Perhaps the most serious point was that of regimented processes. The repetition of risk analyses to find remote possibilities and assigning them a probability of one - thus delaying projects at the taxpayer’s expense. Nobody really addressed the reason of why this happens but it could easily be explained by risk analysis falling under the auspices of management rather than experienced engineers. As an example of this a risk analysis was divulged that was a series of conditions so unlikely it seemed massively improbable but was afforded a probability of 1 because the outcome was the potential loss of a plane – irrespective of the massive improbability. A qualified, certified and experienced Engineer in that kind of bureaucracy would have known that any unlikely event followed by another which depends on the first is the product of those two improbabilities and therefore highly unlikely indeed. It seems odd that such large value projects can be beset by problems covered as a matter of course in all accredited engineering degree schemes. Such cases favour an independent body overseeing the process that could at least throw light in such dark recesses and provide visibility to external auditing bodies. An integration body would be well advised to check the basic maths and engineering assumptions in the processes which would stand out to an experienced Engineer – whose daily working life is a constant training in the rational balancing of probabilities versus consequences.

 
From a higher level this is just one of the criticisms that the taxpayer could have with the current state of integration projects. One course of action would be to ensure that only experienced Engineers perform the risk analysis and keep some blue water between them and the senior management who may end up reporting the risk analysis to their program boards. But this in turn indicates a more fundamental flaw in the methodology of integration itself particularly when considered along with the points concerning duplication and confusion over ownership: Such flaws are indicative of a lack of thorough planning in the structure of integration programs. My comments may appear critical but would anyone really sit down with a blank sheet of paper and devise the torturous route of integration currently employed – so many competing and overlapping programs within single organisations? Clearly, these existing structures are the product of internal bureaucracy and a regimented approach with an absence of thorough project planning inherent to all very large projects conducted corporately. It should be clear though ironic that whilst governments create project planning tools like PrinceII (for the UK) they fail to profit from their use internally. The anti-thesis is that external and independent integration programs cost money and introduce an additional tier of bureaucracy without necessarily bringing the appropriate engineering expertise to the table. True, but seen as we’re spending it anyway perhaps value could be obtained in commissioning a study in to constructing an objective
 
Air Weapons Integration

review process – one that had processes which were actually planned like any corporate project with a value approaching or exceeding $100m - the typical cost of any single integration project.

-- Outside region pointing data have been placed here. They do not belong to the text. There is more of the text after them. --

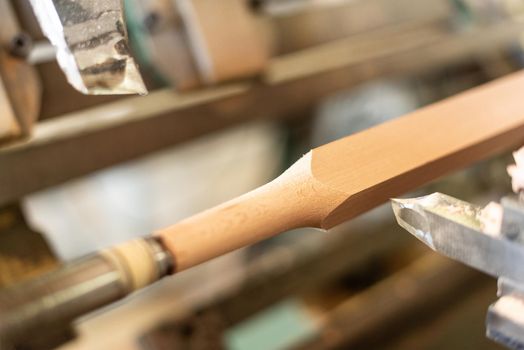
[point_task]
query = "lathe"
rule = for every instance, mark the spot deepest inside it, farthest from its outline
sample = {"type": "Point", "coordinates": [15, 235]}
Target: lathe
{"type": "Point", "coordinates": [196, 70]}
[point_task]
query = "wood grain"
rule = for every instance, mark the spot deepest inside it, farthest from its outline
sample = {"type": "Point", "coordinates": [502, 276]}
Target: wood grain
{"type": "Point", "coordinates": [342, 179]}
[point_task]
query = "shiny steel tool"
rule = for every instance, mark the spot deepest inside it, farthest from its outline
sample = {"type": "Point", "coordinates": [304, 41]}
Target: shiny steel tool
{"type": "Point", "coordinates": [92, 45]}
{"type": "Point", "coordinates": [45, 308]}
{"type": "Point", "coordinates": [462, 232]}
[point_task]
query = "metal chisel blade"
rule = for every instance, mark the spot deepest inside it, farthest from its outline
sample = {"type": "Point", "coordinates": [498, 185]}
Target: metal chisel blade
{"type": "Point", "coordinates": [453, 228]}
{"type": "Point", "coordinates": [92, 47]}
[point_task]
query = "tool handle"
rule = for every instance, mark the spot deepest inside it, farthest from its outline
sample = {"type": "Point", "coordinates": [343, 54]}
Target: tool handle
{"type": "Point", "coordinates": [294, 199]}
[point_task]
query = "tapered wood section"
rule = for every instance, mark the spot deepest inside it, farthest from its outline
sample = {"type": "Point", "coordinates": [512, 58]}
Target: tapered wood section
{"type": "Point", "coordinates": [342, 179]}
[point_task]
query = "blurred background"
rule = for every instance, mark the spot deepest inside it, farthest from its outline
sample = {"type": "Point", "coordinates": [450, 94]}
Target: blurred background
{"type": "Point", "coordinates": [79, 173]}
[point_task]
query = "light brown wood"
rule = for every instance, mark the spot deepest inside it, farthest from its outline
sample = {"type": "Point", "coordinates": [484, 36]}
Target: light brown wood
{"type": "Point", "coordinates": [342, 179]}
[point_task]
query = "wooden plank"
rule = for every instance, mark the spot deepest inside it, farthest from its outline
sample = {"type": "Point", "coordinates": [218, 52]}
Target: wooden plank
{"type": "Point", "coordinates": [76, 144]}
{"type": "Point", "coordinates": [224, 38]}
{"type": "Point", "coordinates": [337, 181]}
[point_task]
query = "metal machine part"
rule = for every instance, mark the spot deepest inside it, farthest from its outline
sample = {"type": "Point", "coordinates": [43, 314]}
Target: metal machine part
{"type": "Point", "coordinates": [456, 229]}
{"type": "Point", "coordinates": [92, 47]}
{"type": "Point", "coordinates": [45, 307]}
{"type": "Point", "coordinates": [20, 90]}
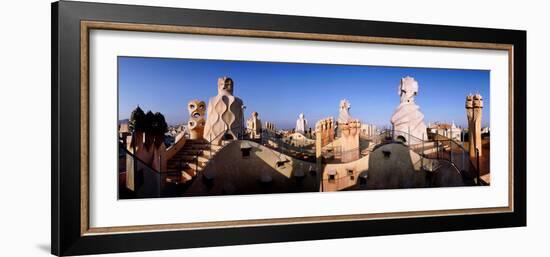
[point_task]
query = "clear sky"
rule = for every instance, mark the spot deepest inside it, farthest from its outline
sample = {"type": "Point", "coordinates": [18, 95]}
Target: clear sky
{"type": "Point", "coordinates": [280, 91]}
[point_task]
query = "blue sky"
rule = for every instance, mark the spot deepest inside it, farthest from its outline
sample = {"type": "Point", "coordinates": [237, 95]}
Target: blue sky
{"type": "Point", "coordinates": [280, 91]}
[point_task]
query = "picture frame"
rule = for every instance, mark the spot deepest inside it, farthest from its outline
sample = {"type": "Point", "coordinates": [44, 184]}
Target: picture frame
{"type": "Point", "coordinates": [70, 212]}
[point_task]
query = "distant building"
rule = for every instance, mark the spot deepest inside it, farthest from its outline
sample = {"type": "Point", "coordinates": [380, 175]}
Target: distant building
{"type": "Point", "coordinates": [368, 130]}
{"type": "Point", "coordinates": [447, 130]}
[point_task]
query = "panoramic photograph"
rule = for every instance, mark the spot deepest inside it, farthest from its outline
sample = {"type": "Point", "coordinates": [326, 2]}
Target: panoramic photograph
{"type": "Point", "coordinates": [194, 127]}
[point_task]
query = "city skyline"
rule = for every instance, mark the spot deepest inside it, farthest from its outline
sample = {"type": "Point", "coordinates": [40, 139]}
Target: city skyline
{"type": "Point", "coordinates": [279, 92]}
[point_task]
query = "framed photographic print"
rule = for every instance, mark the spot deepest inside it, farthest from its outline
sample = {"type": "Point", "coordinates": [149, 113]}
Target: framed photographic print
{"type": "Point", "coordinates": [176, 128]}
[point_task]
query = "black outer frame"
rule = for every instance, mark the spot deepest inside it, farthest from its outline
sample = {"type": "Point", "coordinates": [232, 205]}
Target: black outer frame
{"type": "Point", "coordinates": [65, 209]}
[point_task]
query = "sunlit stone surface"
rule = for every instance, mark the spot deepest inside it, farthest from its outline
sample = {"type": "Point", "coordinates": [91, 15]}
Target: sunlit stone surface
{"type": "Point", "coordinates": [224, 114]}
{"type": "Point", "coordinates": [407, 118]}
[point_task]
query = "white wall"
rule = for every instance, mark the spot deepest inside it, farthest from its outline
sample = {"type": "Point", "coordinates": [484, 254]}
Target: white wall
{"type": "Point", "coordinates": [25, 105]}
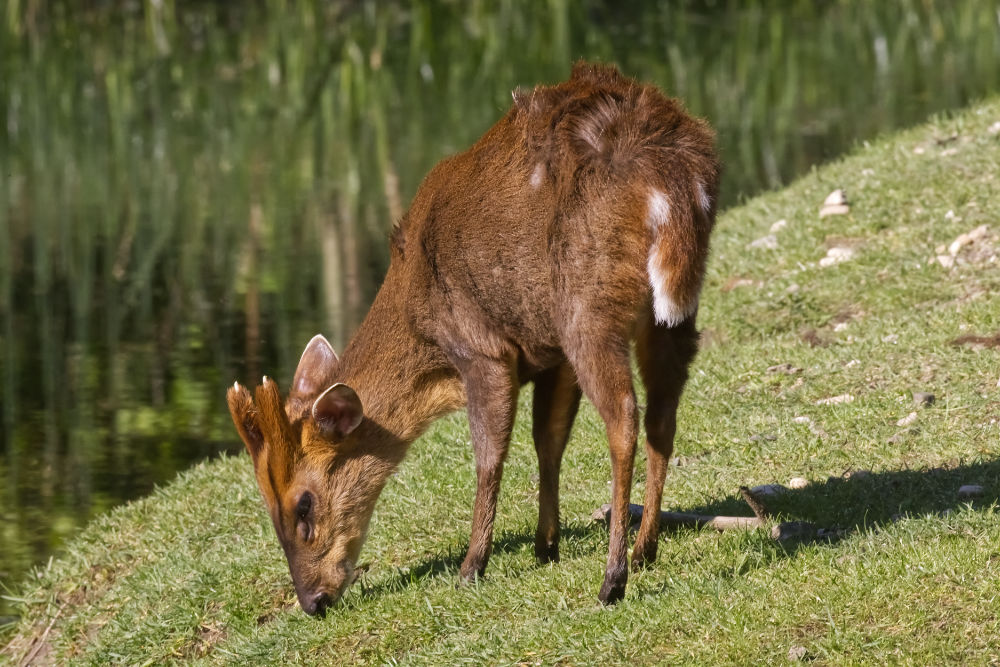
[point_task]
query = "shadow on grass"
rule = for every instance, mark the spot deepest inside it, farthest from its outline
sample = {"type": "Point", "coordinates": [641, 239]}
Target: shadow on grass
{"type": "Point", "coordinates": [448, 564]}
{"type": "Point", "coordinates": [841, 505]}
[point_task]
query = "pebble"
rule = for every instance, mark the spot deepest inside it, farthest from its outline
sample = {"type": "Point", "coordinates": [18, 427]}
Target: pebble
{"type": "Point", "coordinates": [835, 400]}
{"type": "Point", "coordinates": [787, 369]}
{"type": "Point", "coordinates": [798, 483]}
{"type": "Point", "coordinates": [768, 490]}
{"type": "Point", "coordinates": [970, 491]}
{"type": "Point", "coordinates": [967, 239]}
{"type": "Point", "coordinates": [835, 204]}
{"type": "Point", "coordinates": [769, 242]}
{"type": "Point", "coordinates": [947, 261]}
{"type": "Point", "coordinates": [797, 653]}
{"type": "Point", "coordinates": [837, 254]}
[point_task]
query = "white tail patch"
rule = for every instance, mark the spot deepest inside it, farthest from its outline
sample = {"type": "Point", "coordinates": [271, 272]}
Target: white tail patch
{"type": "Point", "coordinates": [538, 175]}
{"type": "Point", "coordinates": [703, 199]}
{"type": "Point", "coordinates": [665, 309]}
{"type": "Point", "coordinates": [658, 212]}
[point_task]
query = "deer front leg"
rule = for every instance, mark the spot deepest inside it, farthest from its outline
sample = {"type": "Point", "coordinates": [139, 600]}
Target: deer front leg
{"type": "Point", "coordinates": [491, 389]}
{"type": "Point", "coordinates": [557, 397]}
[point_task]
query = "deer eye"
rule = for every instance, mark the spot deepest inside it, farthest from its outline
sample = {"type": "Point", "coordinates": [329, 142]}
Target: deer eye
{"type": "Point", "coordinates": [304, 507]}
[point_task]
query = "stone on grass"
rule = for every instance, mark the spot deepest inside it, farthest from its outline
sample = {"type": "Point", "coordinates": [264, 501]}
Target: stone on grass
{"type": "Point", "coordinates": [967, 239]}
{"type": "Point", "coordinates": [836, 255]}
{"type": "Point", "coordinates": [798, 483]}
{"type": "Point", "coordinates": [836, 400]}
{"type": "Point", "coordinates": [834, 204]}
{"type": "Point", "coordinates": [768, 490]}
{"type": "Point", "coordinates": [797, 653]}
{"type": "Point", "coordinates": [769, 242]}
{"type": "Point", "coordinates": [968, 491]}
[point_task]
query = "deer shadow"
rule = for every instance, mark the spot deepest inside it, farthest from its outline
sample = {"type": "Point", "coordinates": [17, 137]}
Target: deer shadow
{"type": "Point", "coordinates": [841, 506]}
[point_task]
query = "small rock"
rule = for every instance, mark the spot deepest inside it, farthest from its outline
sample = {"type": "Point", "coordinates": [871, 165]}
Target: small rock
{"type": "Point", "coordinates": [798, 483]}
{"type": "Point", "coordinates": [969, 491]}
{"type": "Point", "coordinates": [835, 204]}
{"type": "Point", "coordinates": [797, 653]}
{"type": "Point", "coordinates": [793, 530]}
{"type": "Point", "coordinates": [968, 238]}
{"type": "Point", "coordinates": [836, 255]}
{"type": "Point", "coordinates": [768, 490]}
{"type": "Point", "coordinates": [835, 400]}
{"type": "Point", "coordinates": [769, 242]}
{"type": "Point", "coordinates": [836, 197]}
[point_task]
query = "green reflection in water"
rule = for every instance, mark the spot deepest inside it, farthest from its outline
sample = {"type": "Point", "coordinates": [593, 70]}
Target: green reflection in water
{"type": "Point", "coordinates": [190, 191]}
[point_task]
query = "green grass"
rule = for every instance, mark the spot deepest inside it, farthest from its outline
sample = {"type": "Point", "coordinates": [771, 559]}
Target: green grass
{"type": "Point", "coordinates": [194, 572]}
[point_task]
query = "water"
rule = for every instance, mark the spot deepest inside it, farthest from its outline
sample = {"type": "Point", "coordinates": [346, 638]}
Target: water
{"type": "Point", "coordinates": [190, 191]}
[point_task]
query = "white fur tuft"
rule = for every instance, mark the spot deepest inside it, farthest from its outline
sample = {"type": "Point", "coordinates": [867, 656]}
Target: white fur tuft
{"type": "Point", "coordinates": [665, 309]}
{"type": "Point", "coordinates": [704, 199]}
{"type": "Point", "coordinates": [538, 175]}
{"type": "Point", "coordinates": [658, 211]}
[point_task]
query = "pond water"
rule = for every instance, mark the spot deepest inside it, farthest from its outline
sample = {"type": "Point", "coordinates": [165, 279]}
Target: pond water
{"type": "Point", "coordinates": [189, 191]}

The four points given above were reportedly not minor and probably constitute the major part of the problem of the substantial cost of integration. As a supporting case one attendee reported to me that in some of their recent armament projects the cost of the armaments was 20% with the balance being the cost of integration. The very scale of the problem highlights the importance of holding a Conference on Air Weapons Integration in the first place and makes for an interesting plot to determine which pressure wins out in the market during the intervening period before the next such Conference. Will we see the beginnings of long overdue reforms to the process of Air Weapons Integration or might we see the emergence of a ‘wildcard work-around’ such as an independent integration body based on sound and established corporate style project planning?

See you there and we’ll find out.

Dr. Anthony Mc Donagh-Smith M.S.A.E.